Take a Seat
Sixty-six years ago this week, Sergeant Lawrence Lambert became the first person in the U.S. to be ejected from a high-speed aircraft
They don’t make volunteers like they used to. On August 17, 1946, First Sergeant Lawrence Lambert became the first person in the United States to be shot out of a speeding aircraft.
His shot (as in “out of a cannon”; at least that’s what it must have felt like) was the first U.S. manned test of an ejection seat. U.S. Air Force source documents note that Lambert’s P-61 was traveling more than 300 miles per hour, at an altitude of 6,000 feet. “Lambert was thrown approximately 40 feet in the air at a speed of nearly 40 miles an hour for that distance,” notes the report. “The ejector seat shoots a pilot straight up at a speed of approximately 60 feet per second. Though this is only about 40 miles per hour, the speed must be reach almost instantly, and this entails a rapid acceleration and thus a terrific strain. The acceleration increases a man’s weight momentarily. A 200-pound man might weigh nearly two tons at the acceleration used by the ejector.” Lambert experienced between 12 to 14 Gs as he ejected; he cleared the P-61′s tail fin by a mere 20 feet.

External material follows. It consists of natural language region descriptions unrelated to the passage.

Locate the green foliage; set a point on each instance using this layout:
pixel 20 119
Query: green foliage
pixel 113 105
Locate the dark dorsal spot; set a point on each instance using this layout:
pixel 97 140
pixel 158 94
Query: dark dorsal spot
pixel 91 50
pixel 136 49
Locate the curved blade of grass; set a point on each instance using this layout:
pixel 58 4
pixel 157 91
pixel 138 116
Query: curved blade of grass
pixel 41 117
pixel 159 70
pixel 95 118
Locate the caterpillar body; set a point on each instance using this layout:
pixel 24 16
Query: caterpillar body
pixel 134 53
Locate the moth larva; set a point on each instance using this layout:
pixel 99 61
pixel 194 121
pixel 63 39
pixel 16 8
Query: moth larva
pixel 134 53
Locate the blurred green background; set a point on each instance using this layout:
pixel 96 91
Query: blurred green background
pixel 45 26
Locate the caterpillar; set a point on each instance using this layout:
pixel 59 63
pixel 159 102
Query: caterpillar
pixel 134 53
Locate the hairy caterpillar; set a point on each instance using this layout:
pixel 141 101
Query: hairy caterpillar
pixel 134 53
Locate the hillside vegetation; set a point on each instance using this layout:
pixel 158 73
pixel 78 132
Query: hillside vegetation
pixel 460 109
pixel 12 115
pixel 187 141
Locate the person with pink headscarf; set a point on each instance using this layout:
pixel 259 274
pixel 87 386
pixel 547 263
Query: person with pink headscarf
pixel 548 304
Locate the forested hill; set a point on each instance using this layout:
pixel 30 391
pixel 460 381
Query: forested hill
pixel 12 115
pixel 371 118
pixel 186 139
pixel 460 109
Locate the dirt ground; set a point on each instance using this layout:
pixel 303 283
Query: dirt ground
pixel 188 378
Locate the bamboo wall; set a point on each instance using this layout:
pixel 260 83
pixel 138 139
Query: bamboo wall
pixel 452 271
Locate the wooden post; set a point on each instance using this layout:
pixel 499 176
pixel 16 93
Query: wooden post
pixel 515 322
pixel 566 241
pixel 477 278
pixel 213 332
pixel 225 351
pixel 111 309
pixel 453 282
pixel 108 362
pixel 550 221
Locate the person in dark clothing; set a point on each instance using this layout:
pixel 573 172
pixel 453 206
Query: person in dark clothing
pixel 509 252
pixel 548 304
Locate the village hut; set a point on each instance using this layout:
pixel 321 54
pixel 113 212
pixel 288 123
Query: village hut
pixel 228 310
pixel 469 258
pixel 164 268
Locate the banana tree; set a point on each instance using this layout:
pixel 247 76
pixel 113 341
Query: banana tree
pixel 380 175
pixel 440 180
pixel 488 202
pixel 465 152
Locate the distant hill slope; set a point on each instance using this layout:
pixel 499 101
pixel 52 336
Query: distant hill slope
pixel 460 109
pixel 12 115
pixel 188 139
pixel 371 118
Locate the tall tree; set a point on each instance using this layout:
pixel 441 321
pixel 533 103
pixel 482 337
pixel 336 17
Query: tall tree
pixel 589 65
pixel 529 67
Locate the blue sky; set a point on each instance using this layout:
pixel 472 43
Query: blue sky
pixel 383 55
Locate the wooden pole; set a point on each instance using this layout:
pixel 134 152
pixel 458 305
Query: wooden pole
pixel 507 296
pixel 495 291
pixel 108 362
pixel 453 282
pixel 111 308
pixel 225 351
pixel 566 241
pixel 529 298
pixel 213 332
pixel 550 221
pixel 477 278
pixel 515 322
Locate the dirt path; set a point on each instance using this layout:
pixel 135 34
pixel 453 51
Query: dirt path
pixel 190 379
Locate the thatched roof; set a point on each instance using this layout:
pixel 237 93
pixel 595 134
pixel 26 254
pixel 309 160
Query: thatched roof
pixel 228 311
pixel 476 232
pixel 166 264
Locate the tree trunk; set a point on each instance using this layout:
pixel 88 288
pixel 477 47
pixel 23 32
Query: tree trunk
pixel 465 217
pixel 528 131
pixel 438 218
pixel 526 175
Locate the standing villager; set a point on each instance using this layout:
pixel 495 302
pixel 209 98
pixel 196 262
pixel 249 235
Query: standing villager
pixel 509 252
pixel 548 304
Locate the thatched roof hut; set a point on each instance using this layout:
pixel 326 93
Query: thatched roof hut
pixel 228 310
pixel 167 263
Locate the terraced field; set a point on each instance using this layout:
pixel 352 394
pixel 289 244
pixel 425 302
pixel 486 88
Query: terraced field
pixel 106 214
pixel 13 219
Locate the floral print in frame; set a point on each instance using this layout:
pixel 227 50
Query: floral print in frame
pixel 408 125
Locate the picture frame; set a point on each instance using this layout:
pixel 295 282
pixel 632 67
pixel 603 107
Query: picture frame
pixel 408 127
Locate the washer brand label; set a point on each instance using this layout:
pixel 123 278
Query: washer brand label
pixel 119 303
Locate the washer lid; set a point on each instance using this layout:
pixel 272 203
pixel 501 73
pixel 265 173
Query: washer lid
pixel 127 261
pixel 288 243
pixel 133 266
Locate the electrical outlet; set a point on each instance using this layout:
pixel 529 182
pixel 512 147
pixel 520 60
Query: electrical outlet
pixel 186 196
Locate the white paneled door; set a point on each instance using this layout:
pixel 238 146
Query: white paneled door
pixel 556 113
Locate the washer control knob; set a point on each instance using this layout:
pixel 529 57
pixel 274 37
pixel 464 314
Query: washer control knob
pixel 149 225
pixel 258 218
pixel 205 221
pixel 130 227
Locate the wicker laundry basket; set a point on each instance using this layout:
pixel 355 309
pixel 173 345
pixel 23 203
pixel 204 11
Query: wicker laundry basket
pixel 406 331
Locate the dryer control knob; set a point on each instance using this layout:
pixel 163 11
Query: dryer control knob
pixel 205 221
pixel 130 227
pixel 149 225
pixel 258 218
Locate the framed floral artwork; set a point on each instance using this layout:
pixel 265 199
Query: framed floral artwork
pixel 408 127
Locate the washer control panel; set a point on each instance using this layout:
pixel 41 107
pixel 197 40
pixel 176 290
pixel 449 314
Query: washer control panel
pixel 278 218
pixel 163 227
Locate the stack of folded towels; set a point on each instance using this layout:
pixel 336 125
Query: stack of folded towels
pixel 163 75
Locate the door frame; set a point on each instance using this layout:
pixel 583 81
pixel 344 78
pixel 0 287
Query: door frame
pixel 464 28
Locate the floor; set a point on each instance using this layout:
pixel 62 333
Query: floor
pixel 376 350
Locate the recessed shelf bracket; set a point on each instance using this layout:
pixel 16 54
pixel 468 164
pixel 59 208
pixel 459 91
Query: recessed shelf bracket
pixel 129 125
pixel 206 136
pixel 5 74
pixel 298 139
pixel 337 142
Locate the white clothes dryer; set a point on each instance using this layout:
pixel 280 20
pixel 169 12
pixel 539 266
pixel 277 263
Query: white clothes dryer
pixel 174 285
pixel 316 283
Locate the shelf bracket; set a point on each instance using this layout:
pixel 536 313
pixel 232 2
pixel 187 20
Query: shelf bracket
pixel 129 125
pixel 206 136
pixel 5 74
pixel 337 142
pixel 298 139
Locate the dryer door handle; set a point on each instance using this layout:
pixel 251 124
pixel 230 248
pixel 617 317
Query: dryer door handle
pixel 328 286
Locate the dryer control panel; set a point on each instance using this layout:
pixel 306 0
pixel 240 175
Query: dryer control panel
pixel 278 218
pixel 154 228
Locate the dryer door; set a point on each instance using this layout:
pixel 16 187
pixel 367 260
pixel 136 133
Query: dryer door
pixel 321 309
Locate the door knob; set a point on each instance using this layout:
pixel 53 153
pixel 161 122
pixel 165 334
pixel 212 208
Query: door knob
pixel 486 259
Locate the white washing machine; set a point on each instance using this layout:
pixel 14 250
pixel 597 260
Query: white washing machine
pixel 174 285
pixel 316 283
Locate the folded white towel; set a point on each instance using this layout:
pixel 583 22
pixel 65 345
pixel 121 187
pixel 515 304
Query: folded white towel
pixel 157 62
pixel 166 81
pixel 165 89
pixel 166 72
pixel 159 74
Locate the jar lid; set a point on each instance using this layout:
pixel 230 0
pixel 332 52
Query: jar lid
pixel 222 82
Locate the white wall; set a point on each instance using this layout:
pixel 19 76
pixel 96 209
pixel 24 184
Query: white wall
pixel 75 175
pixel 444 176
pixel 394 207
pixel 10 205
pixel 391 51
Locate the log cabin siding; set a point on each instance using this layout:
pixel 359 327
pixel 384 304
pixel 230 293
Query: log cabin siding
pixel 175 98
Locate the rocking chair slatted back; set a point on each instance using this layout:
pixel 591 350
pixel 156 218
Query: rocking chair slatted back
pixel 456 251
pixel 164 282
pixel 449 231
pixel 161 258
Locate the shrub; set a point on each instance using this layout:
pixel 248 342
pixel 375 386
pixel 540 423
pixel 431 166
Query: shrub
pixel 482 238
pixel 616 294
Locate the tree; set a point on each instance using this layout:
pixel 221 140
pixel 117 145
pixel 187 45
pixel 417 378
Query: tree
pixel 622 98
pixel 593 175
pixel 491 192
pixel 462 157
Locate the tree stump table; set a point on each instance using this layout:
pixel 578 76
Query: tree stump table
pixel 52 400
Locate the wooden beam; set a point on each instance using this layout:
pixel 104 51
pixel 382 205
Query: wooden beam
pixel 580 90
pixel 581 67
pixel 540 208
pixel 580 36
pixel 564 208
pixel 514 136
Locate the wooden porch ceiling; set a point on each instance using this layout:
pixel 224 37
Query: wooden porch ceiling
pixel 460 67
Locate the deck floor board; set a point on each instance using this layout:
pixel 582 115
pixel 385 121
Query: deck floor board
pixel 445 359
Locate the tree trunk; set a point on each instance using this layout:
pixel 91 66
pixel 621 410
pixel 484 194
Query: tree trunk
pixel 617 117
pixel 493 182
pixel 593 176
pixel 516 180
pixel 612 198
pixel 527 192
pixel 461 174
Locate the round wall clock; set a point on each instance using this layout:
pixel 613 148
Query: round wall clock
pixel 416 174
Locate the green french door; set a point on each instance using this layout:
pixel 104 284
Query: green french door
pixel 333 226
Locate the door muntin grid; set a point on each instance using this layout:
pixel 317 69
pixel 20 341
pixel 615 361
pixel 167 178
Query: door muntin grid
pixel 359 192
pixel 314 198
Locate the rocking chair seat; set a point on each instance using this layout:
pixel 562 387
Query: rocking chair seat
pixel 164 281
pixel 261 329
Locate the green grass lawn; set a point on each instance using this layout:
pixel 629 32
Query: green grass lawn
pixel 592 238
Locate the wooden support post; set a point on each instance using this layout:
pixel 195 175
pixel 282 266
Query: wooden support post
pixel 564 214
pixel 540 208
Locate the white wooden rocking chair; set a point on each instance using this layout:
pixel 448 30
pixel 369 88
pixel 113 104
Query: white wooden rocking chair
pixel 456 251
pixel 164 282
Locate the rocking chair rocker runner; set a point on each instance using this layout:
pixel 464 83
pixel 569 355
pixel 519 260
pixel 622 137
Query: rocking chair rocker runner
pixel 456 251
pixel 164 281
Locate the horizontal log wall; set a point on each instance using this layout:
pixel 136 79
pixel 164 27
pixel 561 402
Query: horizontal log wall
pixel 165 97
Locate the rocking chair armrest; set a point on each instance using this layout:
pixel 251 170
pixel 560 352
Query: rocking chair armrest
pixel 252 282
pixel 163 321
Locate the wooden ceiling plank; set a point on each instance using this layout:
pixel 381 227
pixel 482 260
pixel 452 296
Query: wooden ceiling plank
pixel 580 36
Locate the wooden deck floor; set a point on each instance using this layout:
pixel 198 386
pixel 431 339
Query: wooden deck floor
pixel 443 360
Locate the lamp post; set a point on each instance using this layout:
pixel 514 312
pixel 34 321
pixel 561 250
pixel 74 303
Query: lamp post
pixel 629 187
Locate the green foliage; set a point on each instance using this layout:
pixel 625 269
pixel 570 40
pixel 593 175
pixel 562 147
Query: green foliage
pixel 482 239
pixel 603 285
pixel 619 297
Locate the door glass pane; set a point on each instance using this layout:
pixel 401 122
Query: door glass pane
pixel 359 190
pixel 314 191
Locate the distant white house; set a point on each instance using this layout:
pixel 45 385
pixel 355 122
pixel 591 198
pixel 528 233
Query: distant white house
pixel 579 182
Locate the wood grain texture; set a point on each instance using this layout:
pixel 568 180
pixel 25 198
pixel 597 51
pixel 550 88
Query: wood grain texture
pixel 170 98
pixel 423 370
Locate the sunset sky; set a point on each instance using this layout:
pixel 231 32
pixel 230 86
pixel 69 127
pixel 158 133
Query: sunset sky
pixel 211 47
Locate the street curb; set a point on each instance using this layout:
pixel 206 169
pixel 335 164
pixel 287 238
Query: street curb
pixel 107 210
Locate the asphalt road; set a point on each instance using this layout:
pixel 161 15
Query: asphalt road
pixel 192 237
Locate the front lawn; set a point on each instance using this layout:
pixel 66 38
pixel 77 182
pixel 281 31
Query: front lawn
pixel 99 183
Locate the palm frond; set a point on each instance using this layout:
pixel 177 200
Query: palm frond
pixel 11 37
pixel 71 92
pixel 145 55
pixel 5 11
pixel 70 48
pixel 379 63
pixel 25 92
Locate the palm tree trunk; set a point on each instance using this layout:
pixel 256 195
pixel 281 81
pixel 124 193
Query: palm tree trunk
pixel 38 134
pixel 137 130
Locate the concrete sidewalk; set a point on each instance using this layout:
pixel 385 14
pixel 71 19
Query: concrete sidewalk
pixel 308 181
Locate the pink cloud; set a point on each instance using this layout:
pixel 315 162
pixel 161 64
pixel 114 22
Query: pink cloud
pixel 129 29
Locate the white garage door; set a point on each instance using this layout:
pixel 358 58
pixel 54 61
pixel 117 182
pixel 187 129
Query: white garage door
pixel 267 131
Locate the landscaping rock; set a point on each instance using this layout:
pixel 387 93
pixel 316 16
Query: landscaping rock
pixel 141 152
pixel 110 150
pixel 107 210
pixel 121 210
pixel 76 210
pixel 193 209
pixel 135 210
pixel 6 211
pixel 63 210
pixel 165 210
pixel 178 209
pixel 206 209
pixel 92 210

For this test, Lambert received the Distinguished Flying Cross. The recommendation for the citation, put forward by Colonel C.K. Moore, reads in part, “Sergeant Lambert’s courageous acceptance of this responsibility and successful demonstration of the highly experimental equipment has helped to solve one of the most acute problems faced by the Army Air Forces—the escape of personnel from the high speed aircraft in present operation and aircraft of higher speeds to come. His achievement has immeasurably advanced aerodynamic and medical knowledge and will make possible improved methods of escape heretofore unknown.”